We have compared far‐ultraviolet (FUV), near‐ultraviolet (NUV) and Hα measurements for star‐forming regions in 21 galaxies, in order to characterize the properties of their discs at radii beyond the main optical radius (R25).
In our representative sample of extended and non‐extended ultraviolet (UV) discs, we find that half of the extended UV discs also exhibit extended Hα emission. We find that extended UV discs fall into two categories: those with a sharp truncation in the Hα disc close to the optical edge (R25), and those with extended emission in Hα as well as in the UV. Although most galaxies with strong Hα truncations near R25 show a significant corresponding falloff in UV emission (a factor of 10–100), the transition tends to be much smoother than in Hα, and significant UV emission often extends well beyond this radius, confirming earlier results by Thilker et al. and others.
After correcting for dust attenuation the median fraction of total FUV emission from regions outside of R25 is 1.7 per cent, but it can be as high as 35 per cent in the most extreme cases. The corresponding fractions of Hα emission are approximately half as large on average. This difference reflects both a slightly lower ratio of Hα to UV emission in the H ii regions in the outer discs and a lower fraction of star clusters showing H ii regions.

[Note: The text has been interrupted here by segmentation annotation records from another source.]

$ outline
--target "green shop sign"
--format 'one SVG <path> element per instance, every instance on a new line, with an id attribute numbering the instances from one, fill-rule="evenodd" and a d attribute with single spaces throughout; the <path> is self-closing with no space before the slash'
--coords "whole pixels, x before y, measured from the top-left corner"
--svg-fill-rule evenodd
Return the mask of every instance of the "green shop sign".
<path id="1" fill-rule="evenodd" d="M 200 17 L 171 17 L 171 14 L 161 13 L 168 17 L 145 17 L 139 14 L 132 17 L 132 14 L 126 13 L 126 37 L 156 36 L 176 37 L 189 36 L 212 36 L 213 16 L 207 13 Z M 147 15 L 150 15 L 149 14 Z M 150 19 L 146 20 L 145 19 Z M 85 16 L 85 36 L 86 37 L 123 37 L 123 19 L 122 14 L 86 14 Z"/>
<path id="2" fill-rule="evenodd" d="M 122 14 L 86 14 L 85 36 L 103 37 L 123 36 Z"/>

Most H ii regions in the extended disc have fluxes consistent with small numbers of ionizing O‐type stars, and this poor sampling of the upper initial mass function (IMF) in small clusters can probably account for the differences in the emission properties, consistent with earlier conclusions by Zaritsky & Christlein, without needing to invoke a significant change in the stellar IMF itself. Consistent Hα/FUV ratios and brightest H ii region to total Hα fluxes in the inner and extended discs across our whole galaxy sample demonstrate no evidence for a change in the cluster luminosity function or the IMF in the low gas density outer disc.